Bush condemns the rich who prey upon the poor and turn them into terrorists. I look at the poor in America and wonder what will become of them under the Bush rule. (Has he been to the 'hood lately?)

I understand that terrorists murder people in schools and mosques and churches and cafes - and any fool can see that it's murder and that it's heinous. Bush accuses the enemy of using the pretense of aggrievement, when they are really desiring "imperial domination..." and I can easily see that the "enemy" feels exactly the same way about Bush. When Bush talks about the enemy "despising freedom," he loses his credibility with me. Bin Ladenists want the U.S. out of their territories, and it has everything to do with their own view of "freedom."

Bush wants and expects more sacrifice for his failing Iraq venture. He says the love of freedom is the mightiest force. He calls you a "self-defeating pessimist" if you disagree with his failing course. He asks you to blind yourself to reality and pretend we are succeeding. He doesn't talk about the fact that "spreading democracy" is not necessarily related to the fire-like spread of terror. (A terror, mind you, that he has fueled as the result of his course of action in Iraq.)
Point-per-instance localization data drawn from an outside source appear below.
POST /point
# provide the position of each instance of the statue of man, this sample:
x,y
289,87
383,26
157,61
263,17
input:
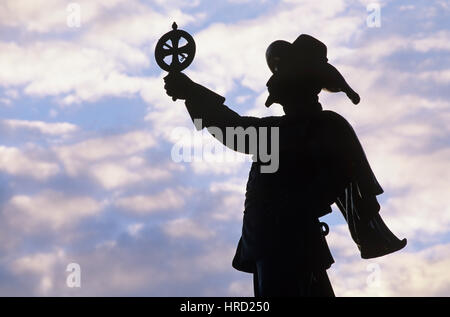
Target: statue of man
x,y
321,162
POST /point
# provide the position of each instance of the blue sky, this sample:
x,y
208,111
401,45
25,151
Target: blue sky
x,y
86,172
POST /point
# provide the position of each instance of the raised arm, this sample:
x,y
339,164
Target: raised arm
x,y
207,109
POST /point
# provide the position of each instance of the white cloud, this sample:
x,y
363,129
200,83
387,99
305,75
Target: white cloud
x,y
187,228
26,163
49,209
75,157
146,204
58,128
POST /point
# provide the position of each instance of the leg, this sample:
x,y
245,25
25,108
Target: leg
x,y
276,278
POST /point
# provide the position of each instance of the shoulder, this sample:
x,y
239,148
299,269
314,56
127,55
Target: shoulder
x,y
331,118
332,129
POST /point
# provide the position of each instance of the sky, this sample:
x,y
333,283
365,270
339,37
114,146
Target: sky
x,y
87,132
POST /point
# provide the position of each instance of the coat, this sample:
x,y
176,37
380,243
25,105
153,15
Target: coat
x,y
321,162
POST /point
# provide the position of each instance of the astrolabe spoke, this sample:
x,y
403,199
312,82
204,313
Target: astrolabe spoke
x,y
186,48
175,38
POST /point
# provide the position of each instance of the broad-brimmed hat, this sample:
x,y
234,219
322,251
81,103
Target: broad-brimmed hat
x,y
311,53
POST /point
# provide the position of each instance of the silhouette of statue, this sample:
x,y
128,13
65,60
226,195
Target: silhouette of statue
x,y
321,162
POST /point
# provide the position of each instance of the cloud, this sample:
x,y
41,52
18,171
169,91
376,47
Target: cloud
x,y
76,156
147,204
26,163
58,128
49,209
187,228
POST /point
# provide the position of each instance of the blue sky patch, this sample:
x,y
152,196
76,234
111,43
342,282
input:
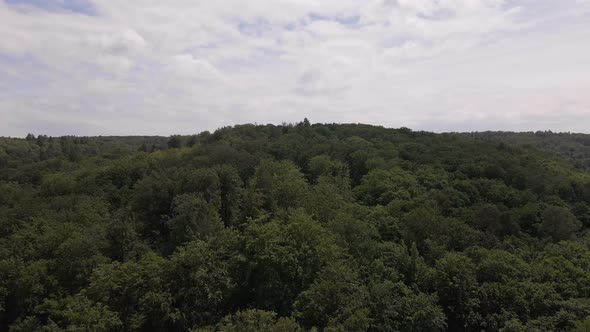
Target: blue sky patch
x,y
84,7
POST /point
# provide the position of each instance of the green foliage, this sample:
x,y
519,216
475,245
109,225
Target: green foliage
x,y
303,227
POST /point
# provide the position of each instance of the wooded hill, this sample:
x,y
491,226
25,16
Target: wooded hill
x,y
295,228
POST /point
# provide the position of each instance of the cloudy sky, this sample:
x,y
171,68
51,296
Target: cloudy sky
x,y
104,67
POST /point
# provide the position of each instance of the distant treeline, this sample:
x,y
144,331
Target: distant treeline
x,y
297,227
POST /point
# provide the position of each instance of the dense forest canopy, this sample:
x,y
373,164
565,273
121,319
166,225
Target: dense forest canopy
x,y
295,228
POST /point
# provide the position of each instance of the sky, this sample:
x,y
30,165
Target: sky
x,y
152,67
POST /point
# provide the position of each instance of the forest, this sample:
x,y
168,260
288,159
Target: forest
x,y
296,227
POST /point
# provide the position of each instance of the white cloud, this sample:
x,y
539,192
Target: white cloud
x,y
180,66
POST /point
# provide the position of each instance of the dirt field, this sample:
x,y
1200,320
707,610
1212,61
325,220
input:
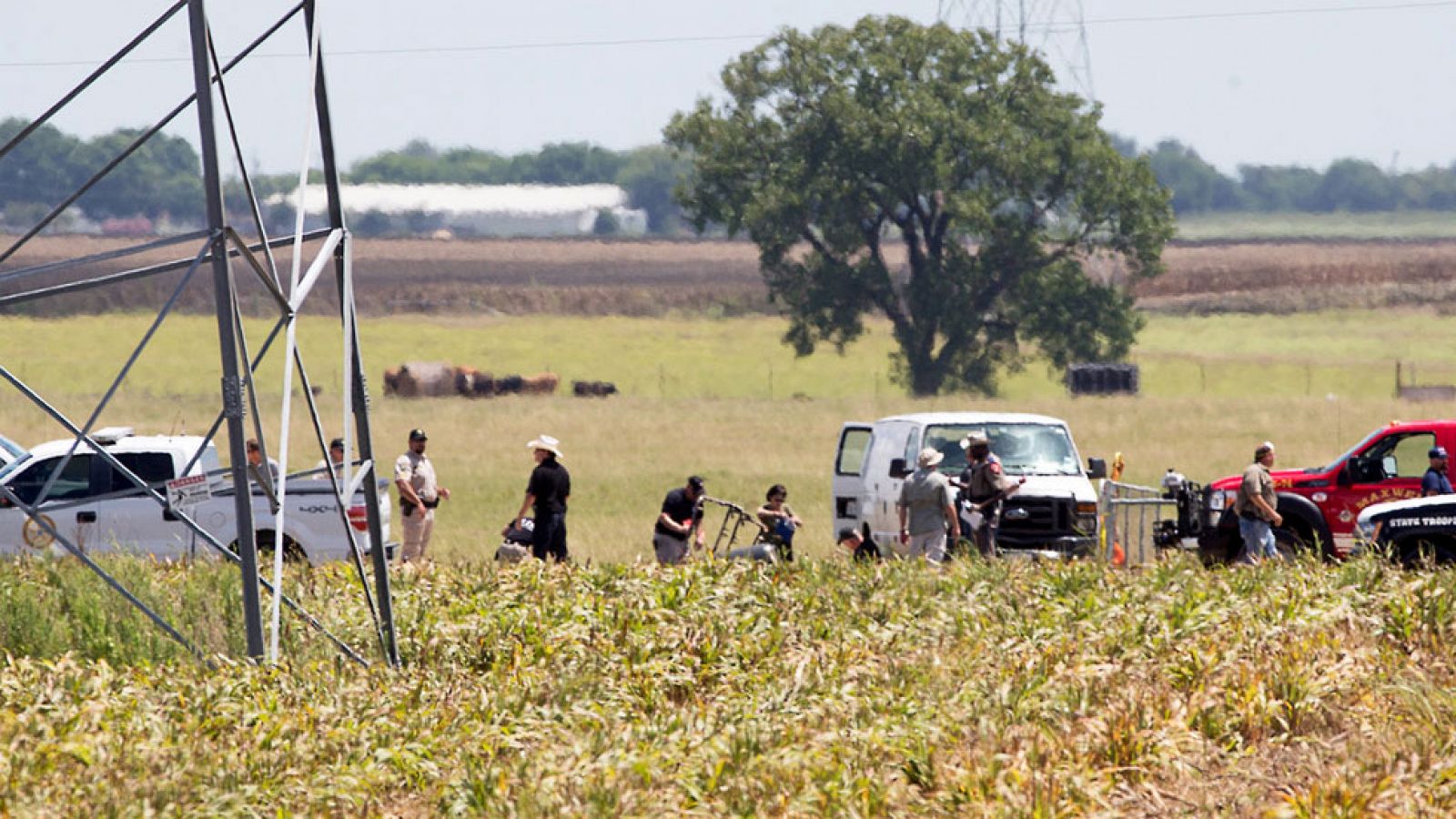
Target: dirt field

Bush says we must deny the future of terror-recruits by spreading hope across the Middle East. People, he says, must choose their own destiny. I look at what Bush did (and failed to do) in the aftermath of Katrina and I think of the faces of the poor who never have had an opportunity to choose their own destiny because they've been virtually left behind by Bush's domestic policy. How can Bush expect us to believe the grandiosity of his plot for the Middle East when he fails his own nation's poorest citizens?

Bush says he is responsible, while Commander in Chief, for disrupting three or more efforts to stop terrorist attacks in America. That's news to me. Let's hope someone will tell us more about that someday.

Bush has many right ideas about the evils of the methods employed by the Bin Ladenists - but his ideas about how to fight them (by attacking states - the old "support and harbor"/"enemy of civilization" warnings) are wrong and will continue to follow Iraq's failing course. Murder is never justified.
I was hoping to hear something different today.
Bush is only stumping for new partners to join him in his failing war, which follows a course that neocons plotted out long before 9/11/2001.
Yet, he offers nothing new to convince them.

I don't disagree that terror is murderous, but I am not persuaded, heartened, or convinced about the bleak future by the president whose neocon-soaked administration lied our nation into war in Iraq and was never held accountable - not one person - by the Commander in Chief.

Blair Relays Inconclusive Iran Connection to Iraq



Blair Relays Inconclusive Iran Connection to Iraq

Watch out, people. The key word is "inconclusive." Let us not forget the Downing Street Memos. The M.O. of the neocons in America is to take headlines like these and pull out their "Scooters" to draw up rash and inept war plans for our sons and daughters.